津島線津島〜藤浪間。 1998(平成10)年12月23日撮影。 

 2代目3500系(第17回)の増備車として1997(平成9)年に登場した系列。性能的には3500系と同じですが、車体が大きく変更され、全体的に直線的となりました(*1)。3500系ではT車のみだった滑走防止装置を全車に装備した他、ドアチャイムの取り付け、冷房装置の容量アップ(12500kcal/h)や座席一人当たりの幅を440mm以上とするなどの改良が行われています。また、3100系とともに名鉄でははじめて本格的にシングルアームパンタグラフを採用しています。1998(平成10)年までに5編成20輌が製造されましたが、2004(平成16)年にはステンレス車体の3代目3300系が登場したため、今後増備される可能性は低いでしょう。

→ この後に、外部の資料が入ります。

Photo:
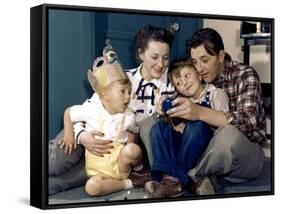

(*1) 3500系と比較して、天井が90mm、客用扉開口部は42mm、窓が60mmずつ高くなり、逆に床面の高さは10mm低くなっています。


愛知県警のPR車、通称「パト電」となった3701F。 名古屋本線須ヶ口駅。 2003(平成15)年8月16日撮影。

3700系の略歴
1997(平成9)年…日本車輌でTc1(ク3700形)-M2(モ3750形)-M1(モ3850形)-Tc2(ク3800形)の4輌編成2本を製造。

1998(平成10)年…2次車として4輌編成3本を製造。方向幕を大型化、英字併記形となり、書体も変更。他に座席のモケット変更、対話式非常通報装置を設置を実施。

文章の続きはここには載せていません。